Old 07-29-2010, 10:35 PM
"Moger, Babu"
 
Default scsi_dh : Couple of fixes for scsi device handlers

Chandra, Shyam,
Thanks for your comments.. Please see my response.

> -----Original Message-----
> From: Chandra Seetharaman [mailto:sekharan@us.ibm.com]
> Sent: Thursday, July 29, 2010 4:54 PM
> To: Moger, Babu
> Cc: device-mapper development; linux-scsi@vger.kernel.org; Qi, Yanling;
> Chauhan, Vijay; Dachepalli, Sudhir; Stankey, Robert
> Subject: Re: [PATCH 0/6] scsi_dh : Couple of fixes for scsi device
> handlers
>
> Babu,
>
> Your main object is to protect scsi_dh_data across scsi_dh_activate()
> by
> way of getting kref around scsi_dh_activate(), right ?
>

Yes, That is correct.

> Wouldn't doing what Shyam suggested (doing kref_put() and put_device())
> in scsi_activate() make it simpler and code still be readable ? (it
> would make all the patches except 2/6 not needed).
>
> Did you hit with any problems doing it that way ?
>

Yes, We can do that.
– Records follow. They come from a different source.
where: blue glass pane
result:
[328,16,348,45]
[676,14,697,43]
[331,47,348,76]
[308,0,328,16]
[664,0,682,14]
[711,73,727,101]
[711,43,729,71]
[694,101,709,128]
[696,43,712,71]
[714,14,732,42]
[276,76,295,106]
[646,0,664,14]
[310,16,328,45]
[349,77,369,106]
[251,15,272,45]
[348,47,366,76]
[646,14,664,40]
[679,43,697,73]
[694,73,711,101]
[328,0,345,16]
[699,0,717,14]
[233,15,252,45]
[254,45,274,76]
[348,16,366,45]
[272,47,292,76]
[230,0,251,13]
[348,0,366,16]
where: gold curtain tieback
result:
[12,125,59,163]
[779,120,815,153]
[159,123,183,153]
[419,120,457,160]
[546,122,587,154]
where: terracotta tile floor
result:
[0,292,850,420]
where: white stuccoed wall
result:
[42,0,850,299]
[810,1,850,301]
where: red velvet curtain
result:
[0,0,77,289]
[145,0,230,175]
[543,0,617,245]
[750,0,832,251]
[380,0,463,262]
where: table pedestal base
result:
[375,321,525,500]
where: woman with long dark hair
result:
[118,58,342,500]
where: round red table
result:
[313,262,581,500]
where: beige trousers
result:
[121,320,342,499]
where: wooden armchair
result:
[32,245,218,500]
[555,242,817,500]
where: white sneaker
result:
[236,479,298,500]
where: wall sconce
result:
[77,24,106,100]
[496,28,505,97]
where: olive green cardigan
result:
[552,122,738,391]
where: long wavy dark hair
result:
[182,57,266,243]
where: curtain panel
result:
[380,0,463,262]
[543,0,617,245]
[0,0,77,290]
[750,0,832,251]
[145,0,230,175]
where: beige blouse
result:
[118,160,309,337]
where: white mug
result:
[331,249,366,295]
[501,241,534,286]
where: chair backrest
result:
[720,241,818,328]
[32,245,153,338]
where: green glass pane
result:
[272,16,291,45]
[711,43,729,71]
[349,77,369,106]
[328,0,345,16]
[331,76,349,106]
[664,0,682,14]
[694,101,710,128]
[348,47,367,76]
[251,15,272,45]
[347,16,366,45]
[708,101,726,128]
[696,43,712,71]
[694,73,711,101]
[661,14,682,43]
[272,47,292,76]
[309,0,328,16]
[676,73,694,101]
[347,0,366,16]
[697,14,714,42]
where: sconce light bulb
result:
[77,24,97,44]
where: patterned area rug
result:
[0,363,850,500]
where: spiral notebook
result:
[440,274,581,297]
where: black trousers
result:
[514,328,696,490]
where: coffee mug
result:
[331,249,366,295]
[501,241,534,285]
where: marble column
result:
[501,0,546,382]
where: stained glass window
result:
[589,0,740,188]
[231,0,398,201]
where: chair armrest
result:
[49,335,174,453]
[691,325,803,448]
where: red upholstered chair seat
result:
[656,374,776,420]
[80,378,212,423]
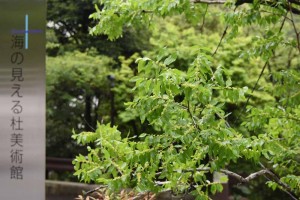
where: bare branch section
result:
[155,165,297,200]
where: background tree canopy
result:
[47,0,300,199]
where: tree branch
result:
[191,0,226,4]
[155,167,297,200]
[190,0,300,15]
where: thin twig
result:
[200,4,208,33]
[289,2,300,52]
[235,12,288,121]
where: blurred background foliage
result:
[46,0,300,200]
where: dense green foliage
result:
[47,0,300,200]
[73,0,300,199]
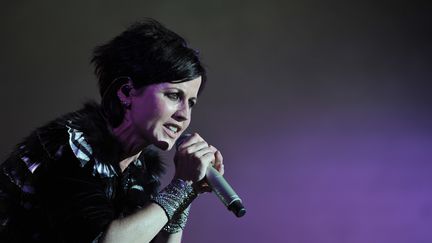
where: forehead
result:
[157,77,201,96]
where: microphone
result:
[175,133,246,217]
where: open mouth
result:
[164,124,181,137]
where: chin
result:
[153,140,174,151]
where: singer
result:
[0,19,224,243]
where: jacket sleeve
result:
[42,147,116,242]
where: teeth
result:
[168,125,178,132]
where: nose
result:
[174,102,191,122]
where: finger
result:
[201,151,215,168]
[178,133,204,150]
[184,141,208,154]
[214,151,225,175]
[195,147,215,158]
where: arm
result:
[46,136,221,242]
[103,203,169,243]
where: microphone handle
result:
[206,166,246,217]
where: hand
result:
[174,133,224,192]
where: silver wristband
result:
[151,179,197,223]
[162,205,190,234]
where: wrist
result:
[151,178,197,221]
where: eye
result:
[166,93,180,101]
[189,100,196,108]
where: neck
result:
[111,114,149,164]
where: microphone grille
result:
[175,133,192,150]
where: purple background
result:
[0,0,432,243]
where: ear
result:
[117,80,133,107]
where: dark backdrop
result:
[0,0,432,243]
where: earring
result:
[121,100,131,109]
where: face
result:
[128,77,201,150]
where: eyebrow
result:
[167,87,198,103]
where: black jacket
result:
[0,103,163,242]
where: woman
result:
[0,20,223,242]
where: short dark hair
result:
[91,19,207,127]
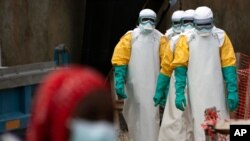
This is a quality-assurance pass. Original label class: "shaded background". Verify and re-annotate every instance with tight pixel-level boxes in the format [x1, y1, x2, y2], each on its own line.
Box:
[0, 0, 250, 75]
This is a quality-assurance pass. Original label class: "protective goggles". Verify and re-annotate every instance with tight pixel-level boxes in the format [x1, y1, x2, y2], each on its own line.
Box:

Problem is I am hitting the issue with BUG_ON in get_rdac_data which is there in the beginning of rdac_activate.
If I have to go this way, then I need to remove a call get_rdac_data and just validate pointers. Report error(SCSI_DH_IO) if pointer is not valid.
Then hold the reference counts and continue if everything is alright. I will send the new patches as soon as I can.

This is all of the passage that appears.